We live life like a dream in reality

We live life like a dream in reality. We experience hunger and passion, desire and fulfillment. We go through pains and pleasures. We make friends and enemies. We build families, clans, and societies. We also draw boundaries; call lands of the earth as states and nations. We form alliances. We talk peace, also wage wars. We pit ourselves against each other for survival. We do a million other things until we quit the body. Does life end there?

Today, as humans we take pride in our advancement in science. We also take pride in our achievements in various fields of knowledge and our flourishing industrial civilization. They certainly have changed the way humans live. But can we say life’s objective ends with experiencing luxurious ways, inventing and engaging swifter gadgets alone?

Unfortunately, even remarkable inventions, philosophies, and theories have not answered vital questions on life. Though some of them give us valuable clues and understandings that can help look beyond, unreason in the form of assumptions and wild speculations still plague many of them. They leave behind no definite answers.

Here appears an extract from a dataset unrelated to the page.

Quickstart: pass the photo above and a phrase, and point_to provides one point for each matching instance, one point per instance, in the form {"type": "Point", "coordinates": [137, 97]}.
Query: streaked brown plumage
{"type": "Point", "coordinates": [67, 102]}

Do we know, where we were, before we were born or do we know what happens to us after we quit the body? Do we know who made the choice of our land of birth, parents, and lineage or what decided how we must look like? Or do we know a purpose for human life other than fulfilling our basic needs like food, clothing and shelter, nurturing relationships, and protecting one’s people and resources?

Using science and technology we might have minimized our discomforts in fulfilling these human needs. But in what way is it superior to species life? If human life too, is spent merely on fulfilling bodily needs, then there is nothing great in saying, "as humans, we have the ability to reason and use our free will to act outside the realm of bodily instinct."

Perhaps human life has the key to bust the mystery of life by finding answers to questions, to which we have no credible answer to date. So, living and perishing like animals would serve no distinct purpose in holding the power of reasoning we are endowed with. But then, how can we do, what generations of seeking by humanity has not achieved?

In fact, great human efforts have begun with least resources in hand. "The self-ability in a human to gain wisdom is his greatest resource, which also distinguishes him from other species on earth." Mankind has, over generations of seeking, left us with what it has come to know as ‘breakthrough in wisdom’, time and again. They then might have been the science of the past or a path-breaking realization. Today such wisdom is with us in the form of lifestyle practices, cultures, and traditions. Of them, some are meaningful, some distorted and some others without reason. But we are largely dependent on them. The wisdom of what 'grain and fruit' are edible, to ways to cook and consume them, has only come to us through our predecessors.

We cannot shun all of them as myth. But, we cannot embrace them fully as wisdom either. So we must reason them with a fair mind, free from bias, ‘reject unreason’ and ‘keep reasonable understandings’ as our stepping stones. But we ought to remember that these are just stepping stones. Man-made institutions like 'religion and science' have been selling us 'conclusions'. Some of us believe them, some of us do not. But the truth is, we still live life like a dream in reality, with no credible answers to a lot of unanswered questions.